Their first bilateral ODI series win since 2014, their first away ODI series win since 2011, and a few youngsters stepping up as the main performers to help West Indies take an unassailable 2-0 lead in the series against Afghanistan - captain Kieron Pollard is understandably upbeat.
Pollard, in his first ODI series as captain, praised two players who have both played fewer than 25 games in the format: Nicholas Pooran, for showing the "maturity" lower down the order, and Roston Chase, for his "cleverness" as a bowler.
"Very happy to win an away series since I think 2011, a series in itself since 2014," Pollard pointed out after winning the second ODI, by 47 runs. "It's a great achievement for us. At the end of the day, we ask the guys to do certain things and they've responded pretty well and the results show the way that we prepare for the matches."
West Indies won the opening game after bowling out Afghanistan for 194, and then chasing it down with solid half-centuries from Shai Hope (77*) and Chase (94) for a seven-wicket win. In the second ODI, they defended 247 on the back of three-fors from Sheldon Cottrell, Chase and Hayden Walsh Jr.
Pollard was, however, also appreciative of the fact that West Indies had beaten a team ranked lower than them.
"So far, what has gone well is guys are sticking to the plans, sticking to what we actually want to do, and it's actually coming off," Pollard said. "The longer we do that and more consistently we do that, we're going to put up consistent performances. Yes, it's against Afghanistan but Afghanistan has beaten us recently.
"A lot of people say, 'it's just Afghanistan', but we take pride in what we want to do and the guys have shown by effort even off the field and then coming onto the field and trying to deliver the goods."

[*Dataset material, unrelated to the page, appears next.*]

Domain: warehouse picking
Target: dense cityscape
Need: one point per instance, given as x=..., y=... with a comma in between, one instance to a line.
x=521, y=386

Chase has taken five wickets for 61 runs in his 20 overs in the series so far, with an impressive economy rate of three per over. He was also the first-change bowler in the second game and removed opener Hazratullah Zazai, Asghar Afghan and Ikram Alikhil to put Afghanistan in trouble at 109 for 5.
"Roston, two games consistently he has played his role to perfection," Pollard said. "Yes, he didn't get many with the bat today, but again he showed with the ball the experience that he has, the cleverness, changing of pace, setting the fields in different aspects, trying to get the results.
"The bowlers have been doing a very good job, limiting Afghanistan to 194 in the first ODI and then coming tonight, again just over 200, I think it was a fantastic effort by them, led by Sheldon and Jason [Holder], opening the bowling, getting the early wickets, those are the things we asked for."
West Indies got good starts with the bat in both games, but it was Pooran's 50-ball 67 in the second ODI that helped them put on a competitive score when as no other batsman could score as quickly on a pitch that was not as easy to bat on.
"If you look how we set up, our first four batsmen are guys who we want to just bat and bat long, and then from No. 5 Pooran, coming down, again changing that tempo and trying to clear the boundaries as well, as per the roles the guys have been given," Pollard said. "He came in, he got his eye in, it was not a wicket where the ball was coming on to the bat, and he stayed there till the end. We needed one guy staying till the end or getting that one fifty for us, and he did it.
"He hasn't played many games and he's showing that level of maturity as an individual, but again we're not surprised by the results because of the work he's been putting on and off the field."